天胡星は病人の星です。肉体は病み衰えるが心は歳を取りません。肉体の現実と心の精神との間に大きな開きができて、弱の現実と強の精神となります。肉体が衰えれば精神を支えきれず、精神は自由に駆け巡りますが、精神は肉体から離れていないので限界ができます。強い精神が弱い現実に縛られて、精神性に生きようとしても果たせず、現実性も充分ではなくなります。そこに苦悩が生まれます。その状態は現実に即した夢を実現化させようとします。そういう意味での芸術、宗教、政治、芸能、経済等の様々な分野にわたり精神性を確立しようとします。病人の精神力はかなり強いもので、病む肉体を見つめる力にもなり、痛みに鋭敏になり、痛みが神経に集中します。神経は鋭く研ぎ澄まされたようになり、その状態は霊感ではなく強い感受性、鋭い直観力となり、独特の世界を作り上げます。それはロマンや美的感覚の追求、死への憧れ、死の美化等へと広がっていきます。死の美化となれば、動乱期にあれば国のために、平和期ならば芸術や思想や文学等のために、生命を殉じ最高の演出を試みます。したがって人生の究極に追い込まれると、死を美化し実行しようとします。

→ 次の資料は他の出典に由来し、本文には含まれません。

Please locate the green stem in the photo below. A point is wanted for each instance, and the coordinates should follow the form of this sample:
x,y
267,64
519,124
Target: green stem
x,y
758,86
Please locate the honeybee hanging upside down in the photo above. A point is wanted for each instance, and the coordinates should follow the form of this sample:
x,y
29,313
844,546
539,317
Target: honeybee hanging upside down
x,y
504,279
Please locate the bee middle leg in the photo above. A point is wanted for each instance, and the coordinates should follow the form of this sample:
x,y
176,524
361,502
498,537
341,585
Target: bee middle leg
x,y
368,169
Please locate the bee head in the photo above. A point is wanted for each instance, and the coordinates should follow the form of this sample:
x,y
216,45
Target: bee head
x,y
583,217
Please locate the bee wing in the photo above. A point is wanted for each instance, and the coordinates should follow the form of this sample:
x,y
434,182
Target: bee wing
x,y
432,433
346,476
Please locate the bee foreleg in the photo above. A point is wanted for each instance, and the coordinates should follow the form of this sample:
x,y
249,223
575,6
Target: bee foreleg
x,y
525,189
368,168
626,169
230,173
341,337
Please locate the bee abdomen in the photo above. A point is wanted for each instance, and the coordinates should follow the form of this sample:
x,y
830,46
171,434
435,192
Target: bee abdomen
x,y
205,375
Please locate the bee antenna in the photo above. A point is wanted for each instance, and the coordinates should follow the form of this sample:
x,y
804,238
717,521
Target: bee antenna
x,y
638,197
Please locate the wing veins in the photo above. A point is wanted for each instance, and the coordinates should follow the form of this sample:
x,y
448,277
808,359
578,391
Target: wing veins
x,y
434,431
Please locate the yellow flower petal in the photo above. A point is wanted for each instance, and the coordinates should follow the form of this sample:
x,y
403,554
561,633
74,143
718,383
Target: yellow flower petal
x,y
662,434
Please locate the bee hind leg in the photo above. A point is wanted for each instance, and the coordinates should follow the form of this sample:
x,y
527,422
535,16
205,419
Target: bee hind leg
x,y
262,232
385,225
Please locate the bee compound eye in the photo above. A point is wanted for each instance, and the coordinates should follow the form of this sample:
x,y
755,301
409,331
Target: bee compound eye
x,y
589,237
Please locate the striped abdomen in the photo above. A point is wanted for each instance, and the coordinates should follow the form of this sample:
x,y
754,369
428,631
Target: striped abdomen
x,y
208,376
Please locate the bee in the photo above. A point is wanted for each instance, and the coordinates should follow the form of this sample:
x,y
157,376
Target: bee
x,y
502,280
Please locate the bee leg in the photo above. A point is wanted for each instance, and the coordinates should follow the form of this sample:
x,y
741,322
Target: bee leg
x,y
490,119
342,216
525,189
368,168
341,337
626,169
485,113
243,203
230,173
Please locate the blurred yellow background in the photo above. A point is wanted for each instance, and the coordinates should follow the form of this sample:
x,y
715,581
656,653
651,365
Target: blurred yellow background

肉体が弱く精神が強いことは、精神に肉体に傷められることにもなり、肉体的欠陥を作りやすいです。それは現実的欠陥でもあり、政治、経済、家庭等の現実性を必要とする分野に欠陥を見せますが、その反面、医学、薬学、宇宙学、遺伝学、教育学、思想、哲学、学問等の精神性を必要とする分野で素晴らしい才能になります。理想主義が極端になると、理想の社会やユートピアの建設等の設計等になり、宇宙旅行には最適な星となります。理想主義であるので、机上の空論や空想、又は幻想や夢のように思われ、第三者の誤解を受けます。理解者が亥兄と自虐性があるため、片腕を切り落としても実行しようとする気概を見せます。その意味で自己顕示欲が強いです。自己顕示欲は社会生活の中では、演技力となり発表力や表現力となり、服装や装飾に現れます。お洒落や高級品志向となる場合もあれば、特殊で奇抜な品物を好むことにもなります。常に、他人と比較して風変わりなことを求める性情にもなります。そのため、変人、異端者、理想主義者、演技屋、きざな人に見られます。天胡星は困難に遭遇したとき、身体を張って説得すれば相当な強さを発揮します。理想主義は完全主義でもあるので、欠点があることが許せなくなり、自分はもとより共同生活者の欠点も許せなくなり、欠点を破壊してでも理想を打ち立てようとします。こうなると完全か破壊かの二者択一となり、ほとんどの場合、破壊となります。破壊にならないためには、現実性の錬磨を必要とします。